Australia's embassy in Bangkok represents a significant overseas mission and acts as a hub for other Australian missions in the region. The current chancery building was constructed in 1979 and is now being replaced by an iconic new complex on a larger site.
The Australian government has leased a new site in the Pathum Wan district of Bangkok, adjacent to the Embassy of Japan, to create office accommodation for embassy staff and for the ambassador’s residence. The 16,000-square-metre facility will provide public spaces, conference rooms and outdoor areas, accommodating official receptions, exhibitions and trade displays, meetings, lectures and business missions.
As well as meeting the Department of Foreign Affairs and Trade’s physical security requirements for the protection of staff and visitors, the new chancery has been planned to meet current and future tenancy operational and technological requirements.

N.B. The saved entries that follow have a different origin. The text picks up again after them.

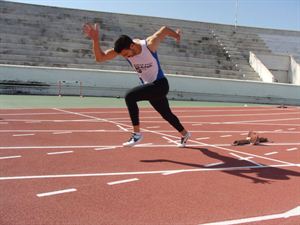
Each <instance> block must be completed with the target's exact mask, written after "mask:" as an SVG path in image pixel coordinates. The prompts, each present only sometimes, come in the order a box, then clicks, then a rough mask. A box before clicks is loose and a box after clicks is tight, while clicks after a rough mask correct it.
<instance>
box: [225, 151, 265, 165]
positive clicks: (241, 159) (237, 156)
mask: <svg viewBox="0 0 300 225" xmlns="http://www.w3.org/2000/svg"><path fill="white" fill-rule="evenodd" d="M230 155H233V156H235V157H237V158H239V160H245V161H248V162H250V163H252V164H254V165H257V166H262V164H259V163H257V162H255V161H253V160H250V159H251V158H253V157H242V156H240V155H237V154H234V153H230Z"/></svg>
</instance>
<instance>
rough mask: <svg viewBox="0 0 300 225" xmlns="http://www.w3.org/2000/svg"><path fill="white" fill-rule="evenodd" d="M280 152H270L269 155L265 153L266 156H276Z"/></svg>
mask: <svg viewBox="0 0 300 225" xmlns="http://www.w3.org/2000/svg"><path fill="white" fill-rule="evenodd" d="M277 153H278V152H268V153H265V154H264V155H275V154H277Z"/></svg>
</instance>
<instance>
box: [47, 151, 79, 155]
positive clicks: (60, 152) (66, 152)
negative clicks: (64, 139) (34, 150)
mask: <svg viewBox="0 0 300 225" xmlns="http://www.w3.org/2000/svg"><path fill="white" fill-rule="evenodd" d="M73 152H74V151H64V152H48V153H47V155H59V154H68V153H73Z"/></svg>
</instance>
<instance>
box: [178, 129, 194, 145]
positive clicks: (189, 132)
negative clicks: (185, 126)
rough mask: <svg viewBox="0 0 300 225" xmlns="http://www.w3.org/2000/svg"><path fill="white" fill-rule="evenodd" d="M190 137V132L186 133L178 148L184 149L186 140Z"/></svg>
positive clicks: (180, 141) (189, 137)
mask: <svg viewBox="0 0 300 225" xmlns="http://www.w3.org/2000/svg"><path fill="white" fill-rule="evenodd" d="M191 136H192V134H191V133H190V132H187V133H186V134H185V135H184V136H183V137H181V140H180V143H179V144H178V147H179V148H184V147H185V144H186V142H187V140H188V139H189V138H190V137H191Z"/></svg>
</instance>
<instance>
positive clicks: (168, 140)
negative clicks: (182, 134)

The building configuration facilitates future expansion space if required.
The design is intended to reflect a cross-cultural presence, referencing the landforms of the Australian desert alongside Bangkok’s network of khlongs (canals). There are three buildings: the chancery, ambassador’s residence, and the entry and guardhouse pavilion. Three brick colours signify the different functions of the buildings, with Australian brick and craftspeople used to achieve the required intricacies of the design. An interesting curved design has been used for the chancery, with the interior created around a central atrium.

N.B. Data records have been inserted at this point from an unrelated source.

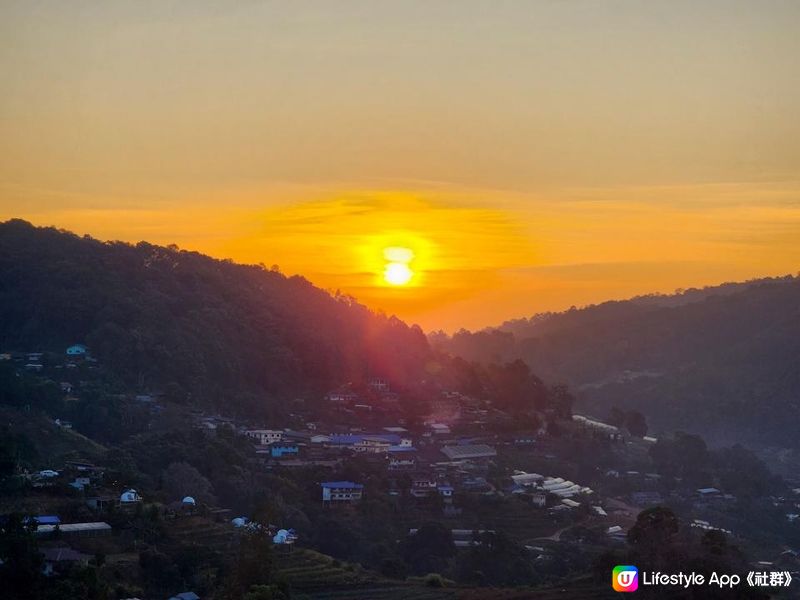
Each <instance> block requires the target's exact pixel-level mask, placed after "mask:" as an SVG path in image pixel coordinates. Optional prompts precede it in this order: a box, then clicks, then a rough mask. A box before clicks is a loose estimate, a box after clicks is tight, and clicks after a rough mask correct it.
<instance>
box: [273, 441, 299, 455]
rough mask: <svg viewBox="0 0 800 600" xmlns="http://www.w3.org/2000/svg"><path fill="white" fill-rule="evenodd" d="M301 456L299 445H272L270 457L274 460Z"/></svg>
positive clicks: (280, 444)
mask: <svg viewBox="0 0 800 600" xmlns="http://www.w3.org/2000/svg"><path fill="white" fill-rule="evenodd" d="M299 454H300V446H298V445H297V444H272V445H271V446H270V447H269V455H270V456H271V457H272V458H283V457H285V456H297V455H299Z"/></svg>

The secure compound also includes all infrastructure to provide full support facilities such as emergency power, sewerage treatment, potable and fire-fighting water storage, potable water treatment and basement car parking.

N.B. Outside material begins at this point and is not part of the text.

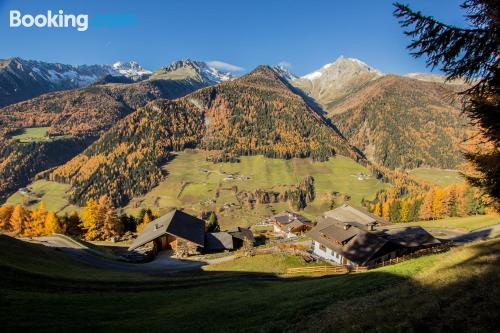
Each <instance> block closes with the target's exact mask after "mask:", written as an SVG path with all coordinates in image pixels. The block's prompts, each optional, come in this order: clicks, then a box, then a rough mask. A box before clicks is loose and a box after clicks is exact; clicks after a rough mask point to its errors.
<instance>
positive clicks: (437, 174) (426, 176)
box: [408, 168, 464, 186]
mask: <svg viewBox="0 0 500 333" xmlns="http://www.w3.org/2000/svg"><path fill="white" fill-rule="evenodd" d="M408 174H409V175H410V176H411V177H413V178H414V179H416V180H422V181H427V182H430V183H432V184H435V185H439V186H447V185H451V184H458V183H462V182H463V181H464V178H463V177H462V176H461V175H460V172H458V171H456V170H443V169H435V168H418V169H413V170H411V171H409V172H408Z"/></svg>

Quality is a priority as, unlike many buildings locally, the new embassy is designed to last for 60 years. Construction safety standards are high, as the project complies with Australian standards as well as local Thai building codes.
Australia's embassy in Bangkok represents a significant overseas mission and acts as a hub for other Australian missions in the region.
Construction commenced in 2014 and is due for completion in Q1 2017. Faithful+Gould has been involved since tender stage, representing the Australian Government’s Department of Foreign Affairs & Trade, as project managers.
We are guiding our client through the challenges of a less mature local construction environment, ensuring that quality, safety standards and scheduling are kept on track. Issues to be overcome include the competition for skilled construction workforce resources, the lengthy lead times for specialist materials from Australia and elsewhere, and the lengthy approval processes.
Throughout, we are drawing on our longstanding expertise in embassy buildings, having successfully delivered these facilities in countries including Sri Lanka, Cambodia and India.